ADRIA Lunch and Learn: Beyond Disclosure: Understanding Money, Power, and Capacity in Family Mediation

Family law professionals are often taught a familiar path: screen for family violence, gather disclosure, analyze support, and work through property division. But many family files should not move that quickly.
In this Lunch & Learn, family mediator Micheline Maes explores why effective family dispute resolution requires more than checking for violence and collecting financial documents. Before parties can make informed decisions, professionals need to understand how each person relates to money, what each person understanding is of the financial consequences, and whether stress, culture, long-standing financial roles, power imbalance, or fear are shaping the process. That understanding can change how mediation, negotiation, and even litigation should proceed.

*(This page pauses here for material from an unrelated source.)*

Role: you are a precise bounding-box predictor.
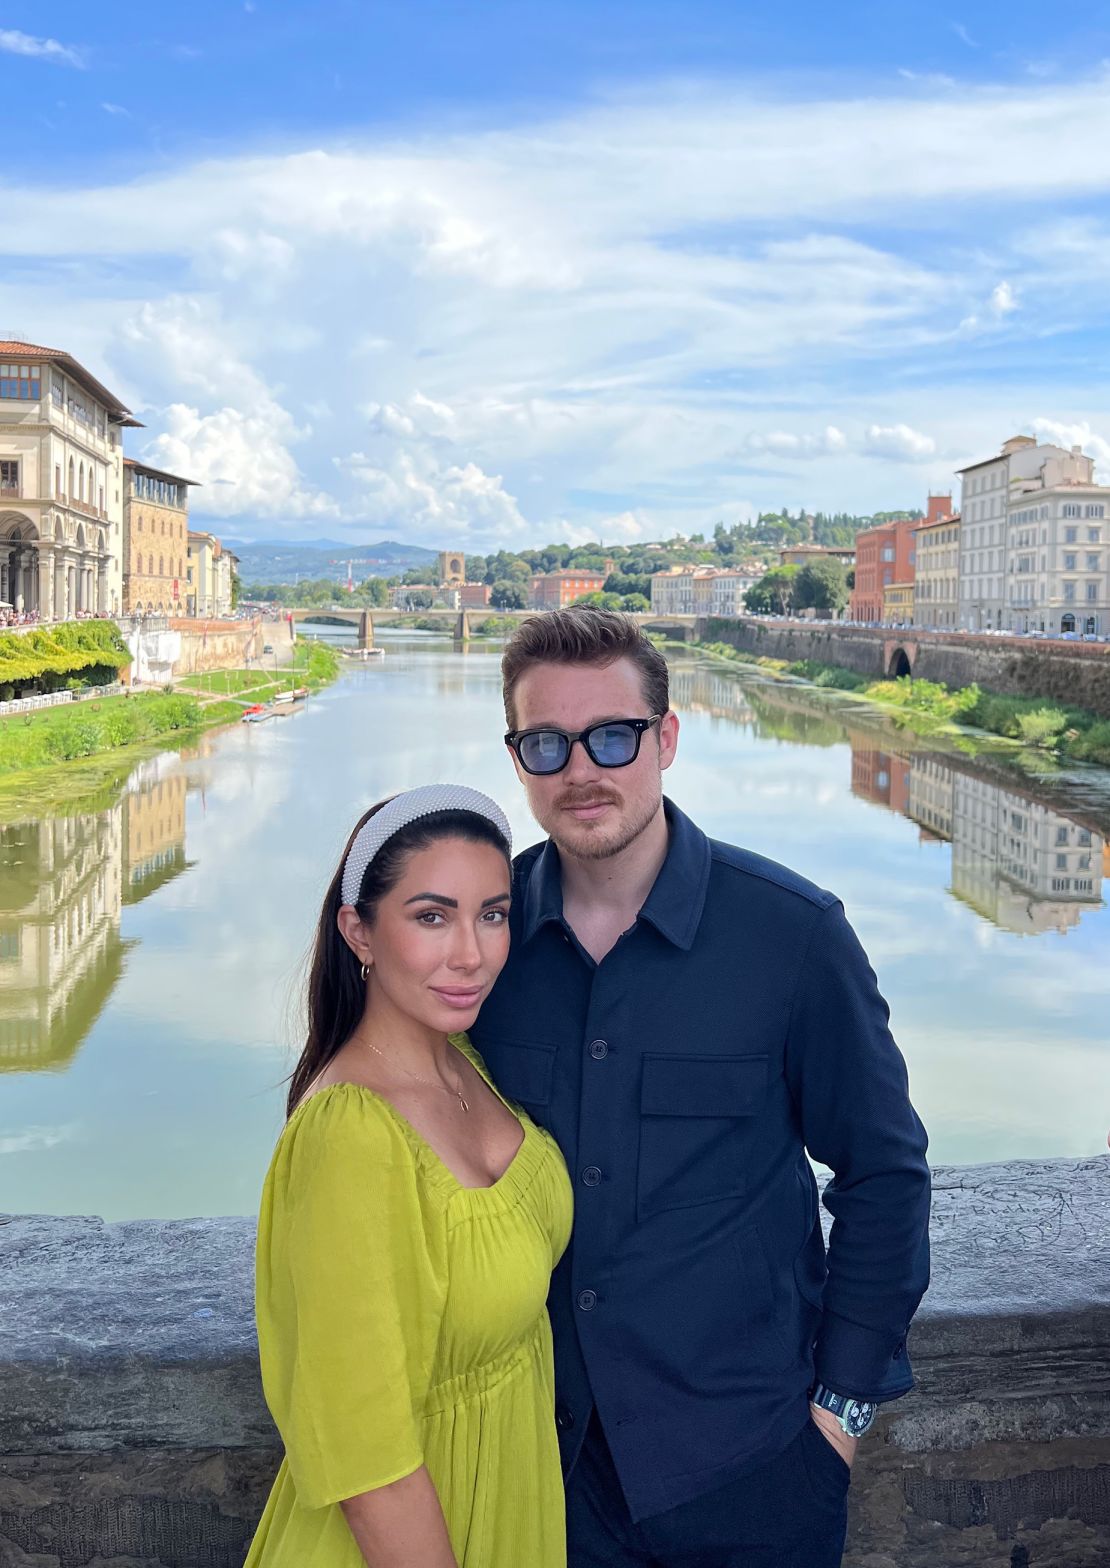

Drawing on her work in mediation, collaborative proceedings and financial family reorganization, Micheline will show why default approaches can miss the real drivers of conflict and resolution. She will also introduce the financial literacy training she developed for family law professionals, along with the legal software tool she created to support the property division process while helping educate both clients and professionals alike. This session offers a practical preview of a broader learning pathway designed to strengthen financial understanding, improve confidence, and support better outcomes for families.
Bio
Micheline Maes, CFP, CFDS-AA, RFM, is a family mediator first and foremost, with a practice focused on helping families move through separation with greater clarity, understanding, and informed decision-making. Her work centers on the financial issues that shape family reorganization, including disclosure, settlement readiness, property division, support, and the practical realities that often sit beneath conflict. Micheline has developed financial literacy training for family law professionals to help them better understand financial complexity, recognize when specialist input is needed, and support stronger client decision-making. She also developed SimpleEquity | DivorceAssist, a legal software tool designed to support the property division process while helping educate both clients and family law professionals in a practical and accessible way.